THOUGHT LEADERS

South Carolina Moves First on the Nonprofit Housing Tax Exemption

By Wesley Fricks

What the May 2026 SC moratorium does, how it compares to NC HB 1042, and what multifamily owners should be watching

Update:  On May 19, Governor McMaster signed this legislation into law.

North Carolina has spent the spring debating HB 1042, the bipartisan bill that would narrow the property tax exemption claimed by for-profit operators who partner with nonprofit housing corporations. The bill cleared House Finance on May 11 but is not yet law. While Raleigh was debating, state legislators in Columbia acted.
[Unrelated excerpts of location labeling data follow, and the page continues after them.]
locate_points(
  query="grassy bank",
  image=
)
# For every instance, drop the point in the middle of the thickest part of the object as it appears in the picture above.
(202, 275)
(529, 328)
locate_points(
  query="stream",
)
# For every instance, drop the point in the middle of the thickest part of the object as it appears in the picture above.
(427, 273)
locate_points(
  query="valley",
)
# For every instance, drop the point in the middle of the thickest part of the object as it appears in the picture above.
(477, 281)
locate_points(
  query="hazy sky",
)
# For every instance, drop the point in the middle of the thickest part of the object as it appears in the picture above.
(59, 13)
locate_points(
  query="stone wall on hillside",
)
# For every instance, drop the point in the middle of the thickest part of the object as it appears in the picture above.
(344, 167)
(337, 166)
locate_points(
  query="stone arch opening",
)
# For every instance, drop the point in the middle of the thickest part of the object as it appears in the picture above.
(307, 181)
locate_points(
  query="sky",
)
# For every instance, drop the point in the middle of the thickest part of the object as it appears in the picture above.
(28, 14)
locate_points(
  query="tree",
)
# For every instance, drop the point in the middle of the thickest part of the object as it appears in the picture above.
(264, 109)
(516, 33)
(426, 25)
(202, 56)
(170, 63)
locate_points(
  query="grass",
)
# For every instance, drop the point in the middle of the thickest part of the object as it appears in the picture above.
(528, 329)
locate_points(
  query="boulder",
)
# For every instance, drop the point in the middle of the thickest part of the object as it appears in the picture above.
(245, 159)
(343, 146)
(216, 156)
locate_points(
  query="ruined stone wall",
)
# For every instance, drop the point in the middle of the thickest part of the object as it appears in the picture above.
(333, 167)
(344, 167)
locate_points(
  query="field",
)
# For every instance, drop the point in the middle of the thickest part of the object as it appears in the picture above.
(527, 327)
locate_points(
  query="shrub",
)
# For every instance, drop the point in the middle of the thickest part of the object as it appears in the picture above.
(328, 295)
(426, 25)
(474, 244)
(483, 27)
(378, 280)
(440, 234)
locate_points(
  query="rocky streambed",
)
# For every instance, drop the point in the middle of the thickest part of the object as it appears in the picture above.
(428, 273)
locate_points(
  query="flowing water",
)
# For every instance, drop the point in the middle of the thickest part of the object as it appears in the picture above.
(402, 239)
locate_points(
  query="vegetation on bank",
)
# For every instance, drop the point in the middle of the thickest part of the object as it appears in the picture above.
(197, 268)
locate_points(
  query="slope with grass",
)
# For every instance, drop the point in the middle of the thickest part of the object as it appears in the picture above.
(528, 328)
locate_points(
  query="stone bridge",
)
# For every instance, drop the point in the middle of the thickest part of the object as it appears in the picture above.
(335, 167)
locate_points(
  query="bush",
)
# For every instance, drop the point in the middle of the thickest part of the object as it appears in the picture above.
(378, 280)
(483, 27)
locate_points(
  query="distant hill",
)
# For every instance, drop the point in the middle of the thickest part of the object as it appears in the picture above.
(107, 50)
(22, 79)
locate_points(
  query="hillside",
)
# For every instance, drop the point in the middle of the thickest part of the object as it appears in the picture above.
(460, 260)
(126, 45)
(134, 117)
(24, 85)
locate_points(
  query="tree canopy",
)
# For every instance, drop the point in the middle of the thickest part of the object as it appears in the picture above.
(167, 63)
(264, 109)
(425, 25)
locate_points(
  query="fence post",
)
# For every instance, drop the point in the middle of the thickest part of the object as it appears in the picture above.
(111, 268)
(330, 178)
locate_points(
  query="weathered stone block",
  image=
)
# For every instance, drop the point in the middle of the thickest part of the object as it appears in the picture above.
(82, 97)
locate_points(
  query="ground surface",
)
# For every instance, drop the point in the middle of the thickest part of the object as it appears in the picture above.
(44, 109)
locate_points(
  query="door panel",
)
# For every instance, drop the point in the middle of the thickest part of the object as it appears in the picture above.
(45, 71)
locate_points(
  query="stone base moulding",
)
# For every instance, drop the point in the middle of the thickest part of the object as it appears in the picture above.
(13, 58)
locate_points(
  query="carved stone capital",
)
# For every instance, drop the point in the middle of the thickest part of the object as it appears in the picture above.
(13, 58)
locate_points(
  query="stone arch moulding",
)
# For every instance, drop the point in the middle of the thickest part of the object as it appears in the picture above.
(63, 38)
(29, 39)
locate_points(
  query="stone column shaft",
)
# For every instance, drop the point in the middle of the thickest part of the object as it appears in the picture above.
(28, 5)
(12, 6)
On May 13, the SC House amended S 853, the Abandoned Buildings Tax Credit bill, to add a temporary moratorium on new applications for the parallel SC exemption under S.C. Code §12-37-220(B)(11)(e), then passed it 112-0. The Senate concurred in the House amendment on May 14, enrolling the bill and sending it to the Governor. The moratorium runs through June 30, 2027. It stops new for-profit/nonprofit hybrid structures from getting approved while the legislature works on permanent reform. Same structures NC is going after with HB 1042.

Worth flagging: S 853 is publicly tracked as an abandoned buildings bill. The nonprofit-housing language was added by House amendment late in session and the Senate concurred the next day. While there was a lot of focus on North Carolina, South Carolina ended up moving first on this.

What the South Carolina Moratorium Actually Does 

  • No new approvals through June 30, 2027. The SC Department of Revenue cannot grant final approval of any (B)(11)(e) exemption application filed on or after June 30, 2026. Applications get parked in abeyance and are evaluated under whatever statute is in effect when the moratorium expires.
  • Pure nonprofits keep moving. Applications for property owned entirely by a nonprofit housing corporation (directly or through a wholly-owned instrumentality) meeting Rev. Proc. 96-32 are unaffected, DOR processes those normally.
  • No vested rights. Filing an application, spending money in reliance on the exemption, or getting a preliminary DOR determination creates no vested right. The legislature put this in to head off lawsuits from developers who structured deals around the old rules.
  • Sunsets June 30, 2027. Gives the legislature a 12-month window to pass permanent reform, possibly a proportional-ownership rule similar to what NC is contemplating.

South Carolina vs. North Carolina — Side by Side 

Why This Matters for Affordable Multifamily Markets 

For SC owners and developers: If you have a deal that needs the (B)(11)(e) exemption to pencil and you haven’t filed yet, get it in before June 30 or you’re waiting until July 2027 to find out what rules apply. Existing approved projects and pure nonprofit affordable housing developers are unchanged.

For NC owners and buyers: The political momentum now covers the Carolinas. If you’re underwriting an NC acquisition where the seller has the exemption, don’t assume that exempt tax bill is what the next owner pays. Underwrite the post-reform number. LIHTC and government-financed deals stay protected under HB 1042.

Bottom Line

The for-profit / nonprofit hybrid structure that has taken billions in multifamily value off Carolinas’ tax rolls over the past five years has garnered much attention and seems to be on the way out, on both sides of the state line.

SC took the easier route: pause new applications, deal with the policy fix later, while NC is going at it head-on, at least for now. NC’s HB 1042 rewrites the exemption itself, and every exempt property will have to reapply by December 2026 under the proposed standard. SC’s new standard will be figured out during this pause.

If you’ve been counting on that structure to make a deal pencil, the math is changing.